L’amante scrittrice. Malgrado la calorosa accoglienza della Francia, era stato sommerso dalla nostalgia vedendo una serie di fotografie dedicate al percorso di Ulisse. «Non so chi m’abbia tenuto dal prendere il treno alle otto, tanto il desiderio della terra lontana mi mordeva il cuore. Paese divino!».
In agosto era scesa ad Arcachon con il marito, lo scrittore Henri de Régnier e il figlio Tigre, la bellissima Marie con cui aveva avuto una tiepida avventura tre anni prima. Marie, che firmava i suoi scandalosi romanzi con uno pseudonimo maschile, Gerard d’Houville, aveva trentotto anni, era straordinariamente libera. In alcune foto del suo amante più noto, Pierre Louÿs, posa nuda con una naturalezza inedita all’epoca. Era diversa dalle donne che assediavano il seduttore. Sapeva essere «due sogni in una sola carne» e passava senza remore dagli uomini alle donne.
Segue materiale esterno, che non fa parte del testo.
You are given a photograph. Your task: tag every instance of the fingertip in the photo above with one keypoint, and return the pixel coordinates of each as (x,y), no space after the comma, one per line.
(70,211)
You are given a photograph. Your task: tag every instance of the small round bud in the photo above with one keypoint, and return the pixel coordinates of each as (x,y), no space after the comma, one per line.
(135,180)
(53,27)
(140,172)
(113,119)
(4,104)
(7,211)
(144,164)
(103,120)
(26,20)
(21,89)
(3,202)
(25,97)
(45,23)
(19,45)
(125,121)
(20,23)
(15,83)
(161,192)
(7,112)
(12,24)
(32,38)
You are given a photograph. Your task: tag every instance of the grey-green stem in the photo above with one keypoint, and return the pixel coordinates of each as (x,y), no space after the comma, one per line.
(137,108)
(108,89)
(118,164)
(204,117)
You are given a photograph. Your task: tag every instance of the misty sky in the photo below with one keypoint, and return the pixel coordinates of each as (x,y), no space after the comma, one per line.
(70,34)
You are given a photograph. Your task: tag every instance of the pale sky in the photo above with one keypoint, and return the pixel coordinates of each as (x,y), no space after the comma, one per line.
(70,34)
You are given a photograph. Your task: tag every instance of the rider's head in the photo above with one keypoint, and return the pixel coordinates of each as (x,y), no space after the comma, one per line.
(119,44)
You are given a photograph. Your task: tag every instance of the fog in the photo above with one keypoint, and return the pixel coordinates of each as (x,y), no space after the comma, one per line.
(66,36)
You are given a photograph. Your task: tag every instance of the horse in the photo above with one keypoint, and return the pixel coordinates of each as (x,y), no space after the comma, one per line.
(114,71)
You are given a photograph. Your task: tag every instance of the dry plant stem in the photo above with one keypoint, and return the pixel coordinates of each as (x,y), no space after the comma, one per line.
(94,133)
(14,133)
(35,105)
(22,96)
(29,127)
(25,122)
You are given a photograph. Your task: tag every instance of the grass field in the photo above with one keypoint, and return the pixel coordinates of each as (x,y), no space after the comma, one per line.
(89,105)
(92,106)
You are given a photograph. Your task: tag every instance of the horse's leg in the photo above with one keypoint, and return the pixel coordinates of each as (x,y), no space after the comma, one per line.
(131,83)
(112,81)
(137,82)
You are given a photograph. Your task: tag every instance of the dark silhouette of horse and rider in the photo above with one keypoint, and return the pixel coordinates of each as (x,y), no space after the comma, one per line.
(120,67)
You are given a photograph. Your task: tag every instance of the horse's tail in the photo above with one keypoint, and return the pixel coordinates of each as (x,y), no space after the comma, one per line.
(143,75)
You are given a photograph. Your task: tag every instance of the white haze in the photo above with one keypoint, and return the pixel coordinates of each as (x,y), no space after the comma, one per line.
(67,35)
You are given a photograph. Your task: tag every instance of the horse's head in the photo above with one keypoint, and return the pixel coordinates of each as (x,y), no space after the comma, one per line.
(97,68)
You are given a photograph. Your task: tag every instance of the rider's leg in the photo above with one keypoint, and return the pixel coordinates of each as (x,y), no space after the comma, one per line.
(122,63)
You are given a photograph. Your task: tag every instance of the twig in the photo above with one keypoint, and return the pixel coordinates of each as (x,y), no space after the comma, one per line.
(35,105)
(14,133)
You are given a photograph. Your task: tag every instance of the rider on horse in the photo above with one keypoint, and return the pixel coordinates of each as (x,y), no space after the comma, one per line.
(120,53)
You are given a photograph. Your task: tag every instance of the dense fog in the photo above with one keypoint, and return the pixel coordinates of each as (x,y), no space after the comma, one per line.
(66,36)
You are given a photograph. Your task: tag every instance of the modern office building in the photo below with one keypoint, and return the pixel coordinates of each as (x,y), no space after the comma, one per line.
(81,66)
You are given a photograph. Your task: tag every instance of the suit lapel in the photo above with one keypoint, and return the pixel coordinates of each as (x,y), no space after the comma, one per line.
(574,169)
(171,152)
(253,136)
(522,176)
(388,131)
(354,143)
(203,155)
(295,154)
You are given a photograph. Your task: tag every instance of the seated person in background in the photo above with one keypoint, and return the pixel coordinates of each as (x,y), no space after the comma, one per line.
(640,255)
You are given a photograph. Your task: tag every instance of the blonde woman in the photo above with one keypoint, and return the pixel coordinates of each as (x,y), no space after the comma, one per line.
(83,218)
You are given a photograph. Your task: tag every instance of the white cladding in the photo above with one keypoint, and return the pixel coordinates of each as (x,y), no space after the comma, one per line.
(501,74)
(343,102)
Non era gelosa e non era fedele, ma amava il marito, cui non si era mai concessa, come un fratello.
Anche se fu D’Annunzio a farsi avanti, fu lei a dettare i tempi del loro rapporto senza ambigue civetterie. Prima gli annunciò che avrebbe visto la sua camera a Parigi, poi spostò il loro incontro un mese e mezzo dopo quando sarebbe tornata da sola per fare compagnia alla sorella in cura per la tisi. Invitandolo a cena nel loro albergo, ironizzò sulla tendenza dell’italiano a enfatizzare la realtà. «Non è un posto per un poeta come lei, ma riuscirà sicuramente ad abbellirlo con la sua magia». Quando lui replicò compitamente con un invito «in una povera casa domenicana», lei gli scoprì allegramente il gioco. «Visto che Maometto non vuole venire a trovare la montagna, la montagna – non molto imponente – verrà da Maometto». Non sapevano ancora che la guerra avrebbe spento a poco a poco, anche se mai del tutto, la loro passione, allontanandoli per sempre. Malgrado le attenzioni di D’Annunzio, Marie, reduce da una passione che l’aveva ferita, rimandava ancora, pur cercando di spiegare la sua ritrosia: «Una volta mi facevate molta paura, adesso ne ho molta meno, ma ne ho ancora un po’». Poi, prima di partire: «Sono sconvolta per il grande dispiacere di non averti raggiunto. Non ho osato. Sono timida e non riesco sempre a capire quando qualcuno pensa a me con dolcezza».